4. Storytelling (i.e. Communication)

It’s one thing to build a visually stunning dashboard or an intricate model with over 95% accuracy. BUT if you can’t communicate the value of your projects to others, you won’t get the recognition that you deserve, and ultimately, you won’t be as successful in your career as you should.

Storytelling refers to "how" you communicate your insights and models. Conceptually, if you were to think about a picture book, the insights/models are the pictures and the "storytelling" refers to the narrative that connects all of the pictures.

Storytelling and communication are severely undervalued skills in the tech world. From what I’ve seen in my career, this skill is what separates juniors from seniors and managers.

Resources


5. Regression/Classification

Building regression and classification models, i.e. predictive models, are not something that you’ll always be working on, but it’s something that employers will expect you to know if you’re a data scientist.

Even if it’s not something that you’ll do often, it’s something that you have to be good at because you want to be able to build high-performing models. To give some perspective, in my career so far, I’ve only productionalized TWO Machine Learning models, but they were mission-critical models that had a significant impact on the business.

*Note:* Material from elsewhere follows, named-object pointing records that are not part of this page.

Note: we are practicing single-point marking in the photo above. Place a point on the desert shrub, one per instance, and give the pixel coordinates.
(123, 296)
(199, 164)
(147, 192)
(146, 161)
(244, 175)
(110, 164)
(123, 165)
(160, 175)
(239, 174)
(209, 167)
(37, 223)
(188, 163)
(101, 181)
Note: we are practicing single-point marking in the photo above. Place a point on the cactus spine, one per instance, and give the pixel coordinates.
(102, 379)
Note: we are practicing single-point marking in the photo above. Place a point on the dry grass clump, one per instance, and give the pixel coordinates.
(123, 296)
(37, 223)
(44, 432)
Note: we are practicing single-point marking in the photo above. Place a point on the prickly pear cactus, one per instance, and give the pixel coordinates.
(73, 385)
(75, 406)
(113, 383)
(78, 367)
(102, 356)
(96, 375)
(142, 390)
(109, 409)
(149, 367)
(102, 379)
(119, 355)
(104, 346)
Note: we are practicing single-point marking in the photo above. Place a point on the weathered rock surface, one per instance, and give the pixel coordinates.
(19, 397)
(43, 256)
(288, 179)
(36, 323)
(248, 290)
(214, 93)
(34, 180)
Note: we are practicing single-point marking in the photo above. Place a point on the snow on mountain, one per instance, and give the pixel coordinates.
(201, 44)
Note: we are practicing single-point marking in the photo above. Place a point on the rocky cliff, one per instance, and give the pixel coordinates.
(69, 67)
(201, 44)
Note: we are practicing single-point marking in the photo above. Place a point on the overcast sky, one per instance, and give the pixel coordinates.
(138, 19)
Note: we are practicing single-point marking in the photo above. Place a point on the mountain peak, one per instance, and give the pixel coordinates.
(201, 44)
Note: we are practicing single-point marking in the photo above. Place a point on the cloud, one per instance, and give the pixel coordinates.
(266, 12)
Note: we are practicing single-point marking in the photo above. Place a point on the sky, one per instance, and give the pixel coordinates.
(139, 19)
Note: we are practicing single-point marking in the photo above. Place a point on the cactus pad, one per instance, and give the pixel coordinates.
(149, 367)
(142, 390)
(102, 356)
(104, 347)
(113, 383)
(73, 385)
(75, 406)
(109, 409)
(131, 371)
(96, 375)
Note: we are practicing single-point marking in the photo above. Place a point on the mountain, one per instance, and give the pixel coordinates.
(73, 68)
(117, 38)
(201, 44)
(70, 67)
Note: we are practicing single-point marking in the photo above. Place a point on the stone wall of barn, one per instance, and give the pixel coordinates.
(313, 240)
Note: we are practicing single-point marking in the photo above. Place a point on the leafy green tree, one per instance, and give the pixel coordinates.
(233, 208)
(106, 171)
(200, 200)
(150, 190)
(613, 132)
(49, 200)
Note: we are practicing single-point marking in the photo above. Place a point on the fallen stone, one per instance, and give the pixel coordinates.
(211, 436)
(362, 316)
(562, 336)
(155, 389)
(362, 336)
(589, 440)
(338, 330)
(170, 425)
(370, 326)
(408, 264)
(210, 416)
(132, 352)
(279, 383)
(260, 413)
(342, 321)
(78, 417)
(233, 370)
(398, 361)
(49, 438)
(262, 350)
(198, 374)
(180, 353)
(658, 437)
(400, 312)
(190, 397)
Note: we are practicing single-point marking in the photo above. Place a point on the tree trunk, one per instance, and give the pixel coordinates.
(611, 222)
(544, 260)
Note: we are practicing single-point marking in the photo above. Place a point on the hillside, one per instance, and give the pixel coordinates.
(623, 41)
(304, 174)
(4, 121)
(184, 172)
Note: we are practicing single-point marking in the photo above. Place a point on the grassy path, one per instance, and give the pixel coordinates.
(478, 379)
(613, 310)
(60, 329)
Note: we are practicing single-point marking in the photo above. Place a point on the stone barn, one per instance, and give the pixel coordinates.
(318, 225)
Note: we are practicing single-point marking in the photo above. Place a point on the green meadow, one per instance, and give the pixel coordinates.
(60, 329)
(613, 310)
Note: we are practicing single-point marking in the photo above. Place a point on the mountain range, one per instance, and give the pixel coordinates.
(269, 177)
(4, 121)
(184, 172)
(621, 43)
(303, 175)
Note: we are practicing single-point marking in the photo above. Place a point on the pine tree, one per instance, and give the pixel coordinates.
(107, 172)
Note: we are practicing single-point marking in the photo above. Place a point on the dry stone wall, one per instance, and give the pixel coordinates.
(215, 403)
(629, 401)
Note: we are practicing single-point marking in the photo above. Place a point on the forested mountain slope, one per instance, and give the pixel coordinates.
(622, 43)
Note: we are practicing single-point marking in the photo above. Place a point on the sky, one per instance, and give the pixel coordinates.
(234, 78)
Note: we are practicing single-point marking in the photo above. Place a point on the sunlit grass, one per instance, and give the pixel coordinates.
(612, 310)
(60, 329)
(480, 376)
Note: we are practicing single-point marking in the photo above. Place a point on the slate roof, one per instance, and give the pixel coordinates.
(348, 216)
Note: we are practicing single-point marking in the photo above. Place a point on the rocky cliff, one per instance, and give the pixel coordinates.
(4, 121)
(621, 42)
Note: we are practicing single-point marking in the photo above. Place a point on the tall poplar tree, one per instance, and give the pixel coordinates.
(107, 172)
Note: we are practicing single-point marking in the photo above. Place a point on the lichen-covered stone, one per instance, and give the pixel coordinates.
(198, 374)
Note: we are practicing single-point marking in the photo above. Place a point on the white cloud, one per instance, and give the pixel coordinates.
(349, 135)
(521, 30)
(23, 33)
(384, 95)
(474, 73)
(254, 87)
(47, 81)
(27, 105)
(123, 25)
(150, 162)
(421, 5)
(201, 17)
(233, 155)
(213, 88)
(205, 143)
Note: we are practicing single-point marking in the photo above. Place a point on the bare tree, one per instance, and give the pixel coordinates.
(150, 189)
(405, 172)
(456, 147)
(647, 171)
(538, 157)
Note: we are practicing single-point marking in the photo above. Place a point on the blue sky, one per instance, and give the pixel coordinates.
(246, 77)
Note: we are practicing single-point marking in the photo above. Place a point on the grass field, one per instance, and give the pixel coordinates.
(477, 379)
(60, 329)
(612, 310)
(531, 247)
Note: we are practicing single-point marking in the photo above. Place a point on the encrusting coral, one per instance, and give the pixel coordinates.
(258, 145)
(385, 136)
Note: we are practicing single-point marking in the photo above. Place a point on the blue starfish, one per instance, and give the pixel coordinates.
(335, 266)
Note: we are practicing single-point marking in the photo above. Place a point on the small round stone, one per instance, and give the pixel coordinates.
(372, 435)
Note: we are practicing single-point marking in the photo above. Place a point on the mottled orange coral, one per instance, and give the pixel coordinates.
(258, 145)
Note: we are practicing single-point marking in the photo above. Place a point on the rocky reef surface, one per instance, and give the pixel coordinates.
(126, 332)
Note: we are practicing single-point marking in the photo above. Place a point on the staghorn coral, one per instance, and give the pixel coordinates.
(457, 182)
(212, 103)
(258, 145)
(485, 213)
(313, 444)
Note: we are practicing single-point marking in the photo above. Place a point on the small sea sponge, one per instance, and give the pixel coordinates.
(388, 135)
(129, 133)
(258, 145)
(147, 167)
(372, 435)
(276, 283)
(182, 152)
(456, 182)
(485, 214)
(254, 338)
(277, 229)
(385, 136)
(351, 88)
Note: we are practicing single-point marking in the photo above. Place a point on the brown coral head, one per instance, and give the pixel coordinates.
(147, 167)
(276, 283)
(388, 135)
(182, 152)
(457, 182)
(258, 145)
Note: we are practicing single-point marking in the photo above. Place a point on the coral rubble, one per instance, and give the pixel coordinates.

Therefore, you should have a good understanding of data preparation techniques, boosted algorithms, hyperparameter tuning, and model evaluation metrics.

Resources

All Machine Learning Algorithms You Should Know in 2021

How To Prepare Your Data for Your Machine Learning Model


6. Explanatory Models

There are two types of models that you can build. One is a predictive model, that guesses an outcome based on a number of input variables. Another is an explanatory model, which isn’t used to make predictions but is used to better understand the relationships between the input variables and output variables.

Explanatory models are usually created using regression models. The reason for this is that they provide a lot of useful statistics in understanding the relationships between the variables.

Explanatory models are incredibly undervalued and useful, and are essential if you want to get into the field of decision science.

Resources

Interpreting Results in Explanatory Modeling


7. A/B Testing (Experimentation)

A/B testing is a form of experimentation where you compare two different groups to see which performs better based on a given metric.

A/B testing is arguably the most practical and widely-used statistical concept in the corporate world. Why? A/B testing allows you to compound 100s or 1000s of small improvements, resulting in significant changes and improvements over time.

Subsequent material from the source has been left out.